Il sistema Iron Dome, che sta intercettando i razzi di Hamas, ne è la dimostrazione. Ma nessuno schermo anti balistico è efficiente al 100 per cento: così ieri un razzo ha superato la «cupola di ferro» ed è caduto a due chilometri dall’aeroporto Ben Gurion, portando alla chiusura temporanea dello scalo e alla rinuncia a volare su Tel Aviv da parte di alcune tra le più grandi compagnie aeree. Anche perché, inutile negarlo, il mondo è ancora sotto l’impatto emotivo dell’abbattimento nei cieli ucraini del Boeing 777 della Malaysia Airlines, con a bordo 298 persone, con un missile terra-aria il cui lancio è stato attribuito ai guerriglieri filorussi.
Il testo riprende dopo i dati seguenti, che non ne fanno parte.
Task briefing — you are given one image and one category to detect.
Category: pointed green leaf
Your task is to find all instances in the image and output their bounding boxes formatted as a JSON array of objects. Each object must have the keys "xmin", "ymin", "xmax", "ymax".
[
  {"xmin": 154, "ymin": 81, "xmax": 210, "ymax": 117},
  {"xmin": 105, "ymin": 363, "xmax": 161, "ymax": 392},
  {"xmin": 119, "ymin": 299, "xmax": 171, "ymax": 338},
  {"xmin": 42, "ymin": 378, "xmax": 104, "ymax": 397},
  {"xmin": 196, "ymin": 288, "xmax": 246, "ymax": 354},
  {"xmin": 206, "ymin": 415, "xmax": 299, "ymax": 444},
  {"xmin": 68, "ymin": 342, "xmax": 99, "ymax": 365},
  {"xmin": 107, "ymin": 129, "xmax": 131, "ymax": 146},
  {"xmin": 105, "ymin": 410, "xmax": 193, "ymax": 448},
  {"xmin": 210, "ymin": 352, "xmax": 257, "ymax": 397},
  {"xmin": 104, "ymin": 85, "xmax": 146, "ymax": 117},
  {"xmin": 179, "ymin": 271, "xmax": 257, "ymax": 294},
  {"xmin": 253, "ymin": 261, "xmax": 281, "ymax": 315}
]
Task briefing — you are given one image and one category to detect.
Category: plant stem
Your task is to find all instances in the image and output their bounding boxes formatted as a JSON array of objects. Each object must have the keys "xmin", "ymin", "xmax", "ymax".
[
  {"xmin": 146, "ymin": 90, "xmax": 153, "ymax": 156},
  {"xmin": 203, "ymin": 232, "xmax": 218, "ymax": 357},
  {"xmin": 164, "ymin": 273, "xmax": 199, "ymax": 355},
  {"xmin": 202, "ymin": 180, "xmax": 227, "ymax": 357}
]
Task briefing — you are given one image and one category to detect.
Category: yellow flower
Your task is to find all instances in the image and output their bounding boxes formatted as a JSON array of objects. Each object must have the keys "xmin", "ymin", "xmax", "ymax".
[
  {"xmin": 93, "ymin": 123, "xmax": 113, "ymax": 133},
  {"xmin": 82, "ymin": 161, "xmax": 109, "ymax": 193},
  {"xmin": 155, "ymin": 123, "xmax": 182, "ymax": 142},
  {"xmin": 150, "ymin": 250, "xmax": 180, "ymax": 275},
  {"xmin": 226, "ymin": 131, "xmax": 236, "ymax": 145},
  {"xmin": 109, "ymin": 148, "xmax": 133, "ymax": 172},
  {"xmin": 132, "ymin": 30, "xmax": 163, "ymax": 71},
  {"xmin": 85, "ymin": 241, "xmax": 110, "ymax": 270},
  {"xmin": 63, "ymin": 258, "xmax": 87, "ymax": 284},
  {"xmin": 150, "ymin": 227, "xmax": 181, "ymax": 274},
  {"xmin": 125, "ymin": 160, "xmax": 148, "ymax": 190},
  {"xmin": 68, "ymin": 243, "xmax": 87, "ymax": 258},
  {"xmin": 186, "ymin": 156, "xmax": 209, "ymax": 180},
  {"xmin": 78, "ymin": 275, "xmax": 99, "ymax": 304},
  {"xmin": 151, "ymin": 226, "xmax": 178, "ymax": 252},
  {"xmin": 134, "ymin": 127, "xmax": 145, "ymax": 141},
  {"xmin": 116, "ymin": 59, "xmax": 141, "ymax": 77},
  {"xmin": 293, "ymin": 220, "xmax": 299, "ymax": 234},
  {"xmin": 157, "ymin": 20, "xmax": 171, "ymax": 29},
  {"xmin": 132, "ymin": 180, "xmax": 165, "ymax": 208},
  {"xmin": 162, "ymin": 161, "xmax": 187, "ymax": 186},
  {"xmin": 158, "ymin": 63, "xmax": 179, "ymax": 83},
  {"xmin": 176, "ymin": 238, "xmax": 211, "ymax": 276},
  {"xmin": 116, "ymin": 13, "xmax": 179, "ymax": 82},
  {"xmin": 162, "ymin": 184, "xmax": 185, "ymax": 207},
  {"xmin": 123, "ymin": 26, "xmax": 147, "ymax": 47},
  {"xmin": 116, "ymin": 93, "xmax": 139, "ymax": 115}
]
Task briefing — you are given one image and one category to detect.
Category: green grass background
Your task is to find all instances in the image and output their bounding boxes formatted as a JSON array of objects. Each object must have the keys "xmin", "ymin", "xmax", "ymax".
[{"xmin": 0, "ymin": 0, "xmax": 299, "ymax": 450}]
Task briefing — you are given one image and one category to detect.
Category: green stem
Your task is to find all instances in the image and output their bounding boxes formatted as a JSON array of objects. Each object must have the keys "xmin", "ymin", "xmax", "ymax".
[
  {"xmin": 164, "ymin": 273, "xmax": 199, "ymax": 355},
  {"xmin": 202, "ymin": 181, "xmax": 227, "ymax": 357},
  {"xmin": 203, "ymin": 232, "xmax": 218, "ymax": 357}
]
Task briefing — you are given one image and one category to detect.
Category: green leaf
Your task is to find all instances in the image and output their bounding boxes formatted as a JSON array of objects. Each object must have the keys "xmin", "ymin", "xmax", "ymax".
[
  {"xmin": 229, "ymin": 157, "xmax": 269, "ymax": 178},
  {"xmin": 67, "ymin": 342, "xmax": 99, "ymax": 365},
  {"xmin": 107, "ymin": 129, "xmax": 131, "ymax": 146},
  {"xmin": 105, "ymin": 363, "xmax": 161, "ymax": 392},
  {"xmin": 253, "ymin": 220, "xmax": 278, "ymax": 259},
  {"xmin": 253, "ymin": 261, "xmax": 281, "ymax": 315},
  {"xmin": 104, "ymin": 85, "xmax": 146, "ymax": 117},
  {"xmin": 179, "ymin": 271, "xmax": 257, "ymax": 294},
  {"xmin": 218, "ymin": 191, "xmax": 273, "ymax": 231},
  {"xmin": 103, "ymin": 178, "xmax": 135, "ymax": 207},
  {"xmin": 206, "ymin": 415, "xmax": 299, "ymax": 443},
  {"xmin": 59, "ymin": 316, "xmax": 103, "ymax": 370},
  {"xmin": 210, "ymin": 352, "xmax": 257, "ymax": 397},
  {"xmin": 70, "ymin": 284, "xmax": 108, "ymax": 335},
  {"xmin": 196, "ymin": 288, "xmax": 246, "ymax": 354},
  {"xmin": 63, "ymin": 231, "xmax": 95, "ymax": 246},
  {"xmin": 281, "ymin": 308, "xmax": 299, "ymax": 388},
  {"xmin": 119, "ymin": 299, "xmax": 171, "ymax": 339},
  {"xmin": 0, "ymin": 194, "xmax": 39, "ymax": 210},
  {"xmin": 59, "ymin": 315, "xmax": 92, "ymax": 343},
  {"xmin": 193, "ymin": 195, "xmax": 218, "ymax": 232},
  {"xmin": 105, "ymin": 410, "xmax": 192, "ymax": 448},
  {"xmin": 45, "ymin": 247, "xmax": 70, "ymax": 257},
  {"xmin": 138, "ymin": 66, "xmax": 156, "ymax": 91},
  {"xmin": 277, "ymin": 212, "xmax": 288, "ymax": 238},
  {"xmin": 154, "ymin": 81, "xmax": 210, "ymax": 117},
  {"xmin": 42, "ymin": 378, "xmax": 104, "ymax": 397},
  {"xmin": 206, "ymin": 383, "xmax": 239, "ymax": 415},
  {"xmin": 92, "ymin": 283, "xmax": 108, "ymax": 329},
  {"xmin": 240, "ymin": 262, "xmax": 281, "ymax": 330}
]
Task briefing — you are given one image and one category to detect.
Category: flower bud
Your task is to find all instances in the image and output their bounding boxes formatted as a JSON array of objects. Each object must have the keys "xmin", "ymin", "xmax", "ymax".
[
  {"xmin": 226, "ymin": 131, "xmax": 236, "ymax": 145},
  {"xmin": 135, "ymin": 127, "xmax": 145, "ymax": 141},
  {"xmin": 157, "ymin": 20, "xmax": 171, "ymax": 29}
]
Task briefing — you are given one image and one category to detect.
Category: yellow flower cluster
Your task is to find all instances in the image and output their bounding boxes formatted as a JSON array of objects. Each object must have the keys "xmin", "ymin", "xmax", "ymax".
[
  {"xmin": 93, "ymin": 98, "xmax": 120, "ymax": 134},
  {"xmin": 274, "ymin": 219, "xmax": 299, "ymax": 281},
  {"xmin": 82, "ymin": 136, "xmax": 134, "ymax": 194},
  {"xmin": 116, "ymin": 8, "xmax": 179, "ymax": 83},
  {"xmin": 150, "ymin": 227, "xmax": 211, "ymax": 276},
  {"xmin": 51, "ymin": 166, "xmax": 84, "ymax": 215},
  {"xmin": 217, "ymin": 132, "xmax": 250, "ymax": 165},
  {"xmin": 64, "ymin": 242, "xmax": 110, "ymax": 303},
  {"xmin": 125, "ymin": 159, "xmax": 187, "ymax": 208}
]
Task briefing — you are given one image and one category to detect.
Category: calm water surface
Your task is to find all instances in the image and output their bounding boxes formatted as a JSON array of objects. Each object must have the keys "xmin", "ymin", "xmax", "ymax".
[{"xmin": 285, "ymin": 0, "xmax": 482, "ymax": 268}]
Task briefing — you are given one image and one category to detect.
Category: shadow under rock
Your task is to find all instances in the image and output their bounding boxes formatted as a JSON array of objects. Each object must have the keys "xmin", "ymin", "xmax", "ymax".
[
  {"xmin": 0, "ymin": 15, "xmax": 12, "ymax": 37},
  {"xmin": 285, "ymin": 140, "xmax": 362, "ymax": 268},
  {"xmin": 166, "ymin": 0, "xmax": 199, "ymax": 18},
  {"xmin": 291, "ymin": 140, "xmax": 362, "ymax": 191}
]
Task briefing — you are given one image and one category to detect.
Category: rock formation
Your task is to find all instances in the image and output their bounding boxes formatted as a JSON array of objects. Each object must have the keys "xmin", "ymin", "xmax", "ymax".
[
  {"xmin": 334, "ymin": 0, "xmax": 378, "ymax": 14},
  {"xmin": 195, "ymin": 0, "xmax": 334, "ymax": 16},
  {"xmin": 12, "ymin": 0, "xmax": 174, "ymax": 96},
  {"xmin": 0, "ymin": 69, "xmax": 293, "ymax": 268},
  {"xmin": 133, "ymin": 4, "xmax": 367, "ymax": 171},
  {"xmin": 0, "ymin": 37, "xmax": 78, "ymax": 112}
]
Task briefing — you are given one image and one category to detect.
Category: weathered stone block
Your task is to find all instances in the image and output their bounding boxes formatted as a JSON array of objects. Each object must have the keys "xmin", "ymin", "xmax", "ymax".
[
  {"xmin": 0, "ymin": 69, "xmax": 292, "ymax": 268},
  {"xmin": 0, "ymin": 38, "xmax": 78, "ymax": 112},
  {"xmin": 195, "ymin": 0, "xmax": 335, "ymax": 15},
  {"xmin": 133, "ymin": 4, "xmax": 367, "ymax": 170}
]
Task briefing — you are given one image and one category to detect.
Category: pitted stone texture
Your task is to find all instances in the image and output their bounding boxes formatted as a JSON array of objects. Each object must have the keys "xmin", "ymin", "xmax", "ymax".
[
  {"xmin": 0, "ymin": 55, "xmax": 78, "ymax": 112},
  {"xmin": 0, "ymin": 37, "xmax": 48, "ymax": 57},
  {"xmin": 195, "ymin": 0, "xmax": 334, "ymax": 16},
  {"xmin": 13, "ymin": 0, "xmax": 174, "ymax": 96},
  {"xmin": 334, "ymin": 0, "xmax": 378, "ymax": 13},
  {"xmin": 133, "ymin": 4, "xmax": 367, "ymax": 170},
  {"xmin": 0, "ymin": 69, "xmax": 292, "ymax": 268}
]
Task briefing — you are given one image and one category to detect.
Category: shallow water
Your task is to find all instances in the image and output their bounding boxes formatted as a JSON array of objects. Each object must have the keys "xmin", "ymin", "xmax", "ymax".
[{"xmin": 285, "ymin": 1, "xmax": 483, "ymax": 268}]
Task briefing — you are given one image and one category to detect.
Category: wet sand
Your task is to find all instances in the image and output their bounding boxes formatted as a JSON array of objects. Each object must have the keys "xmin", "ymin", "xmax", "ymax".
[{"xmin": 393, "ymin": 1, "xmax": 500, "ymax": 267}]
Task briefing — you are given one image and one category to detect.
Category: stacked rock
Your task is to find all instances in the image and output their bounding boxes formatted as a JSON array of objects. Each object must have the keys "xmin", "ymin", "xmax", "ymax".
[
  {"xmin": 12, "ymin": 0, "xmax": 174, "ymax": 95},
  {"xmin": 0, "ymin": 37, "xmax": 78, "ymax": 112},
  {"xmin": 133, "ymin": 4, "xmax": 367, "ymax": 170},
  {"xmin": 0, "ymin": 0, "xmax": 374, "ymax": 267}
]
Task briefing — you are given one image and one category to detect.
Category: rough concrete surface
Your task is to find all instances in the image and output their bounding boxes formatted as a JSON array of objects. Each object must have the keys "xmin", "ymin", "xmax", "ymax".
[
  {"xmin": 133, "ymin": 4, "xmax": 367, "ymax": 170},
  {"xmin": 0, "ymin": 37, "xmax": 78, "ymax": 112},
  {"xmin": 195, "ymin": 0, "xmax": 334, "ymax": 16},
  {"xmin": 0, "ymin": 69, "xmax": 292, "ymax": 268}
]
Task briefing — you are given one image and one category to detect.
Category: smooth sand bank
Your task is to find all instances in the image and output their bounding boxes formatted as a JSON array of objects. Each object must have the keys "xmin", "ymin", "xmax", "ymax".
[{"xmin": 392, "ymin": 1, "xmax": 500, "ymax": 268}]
Tra i due eventi c’è però un’enorme differenza. Un razzo viene sparato in base a una serie di coordinate balistiche, esattamente come un colpo di cannone, e non ha autoguida. Un missile viene portato sul bersaglio da un sistema spesso molto sofisticato: il complesso terra-aria Buk che forse ha colpito il Boeing malaysiano ha una guida radar ed è capace di raggiungere una quota operativa di 14 mila metri nelle versioni più datate (un aereo di linea vola sui 10 mila) e di 22/25 mila metri in quelle più recenti (dati diffusi da RID, Rivista italiana difesa ). Si tratta di sistemi d’arma costosi e impiegati da personale molto addestrato, che solo gli eserciti regolari si possono permettere.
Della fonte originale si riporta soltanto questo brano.